How to Extract Transcripts from a YouTube Playlist (in Bulk)

How to Extract Transcripts from a YouTube Playlist (in Bulk)

By Nikhil KumarPublished May 4, 2026Last updated June 13, 202610 min read

A 500-video playlist. One script. About three minutes of wall time.

That is the bar for this guide. By the end, you will have working Python and Node.js code that walks any YouTube playlist, pulls every transcript, retries on rate limits, and skips videos you already grabbed last week. No browser automation. No headless Chrome. No proxy rotation. Just two endpoints and a loop. If you have ever tried to feed a course or podcast feed into an LLM, you know how painful the manual version gets. Let's fix that.

The two-step approach (list then transcripts)

Two-step flow listing playlist videos then fetching transcripts in batches

A youtube playlist transcript job is really two jobs glued together.

First, you need every video ID in the playlist. Playlists can hold up to 5,000 videos, and the listing comes back paginated, roughly 100 videos per page. You walk the pages until there are none left.

Second, you fetch the transcript for each video ID. One request per video. That is the part that adds up at scale, so it deserves real retry logic.

The split matters because the two halves have different failure modes. Listing rarely fails. Transcripts sometimes do (private video, captions disabled, age-gated). You want the listing pass to finish cleanly so you have a complete inventory before you start burning credits on transcripts.

Step 1: list every video in the playlist

The TranscriptAPI playlist endpoint is one call:

GET /api/v2/youtube/playlist/videos?playlist=PLxxxx

You get back a JSON payload with videos, a continuation token, and a has_more flag. If has_more is true, you call again with &continuation=<token>. Repeat until it flips to false.
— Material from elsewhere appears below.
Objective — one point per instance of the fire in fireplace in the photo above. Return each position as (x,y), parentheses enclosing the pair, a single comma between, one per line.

That is 1 credit per page. A 1,000-video playlist takes 10 pages, so 10 credits for the entire inventory. Cheap.

The playlist parameter accepts either the raw playlist ID (starts with PL, UU, LL, FL, etc.) or a full YouTube URL. Pass whichever you have.

Step 2: fetch transcripts in batches

Once you have the IDs, you hit the transcript endpoint per video:

GET /api/v2/youtube/transcript?video_url=https://youtube.com/watch?v=VIDEO_ID

One credit per successful call. Failed calls are not charged, which matters when 4% of your playlist turns out to be private or caption-less.

The format parameter controls the shape: text returns plain prose, json returns timestamped segments. For LLM ingestion, plain text is usually what you want. For a search index where you need to deep-link, use json and keep the timestamps.

Run these in parallel, but not too parallel. The Monthly plan caps you at 200 requests per minute, the Annual plan at 300. We will get to backoff in a minute.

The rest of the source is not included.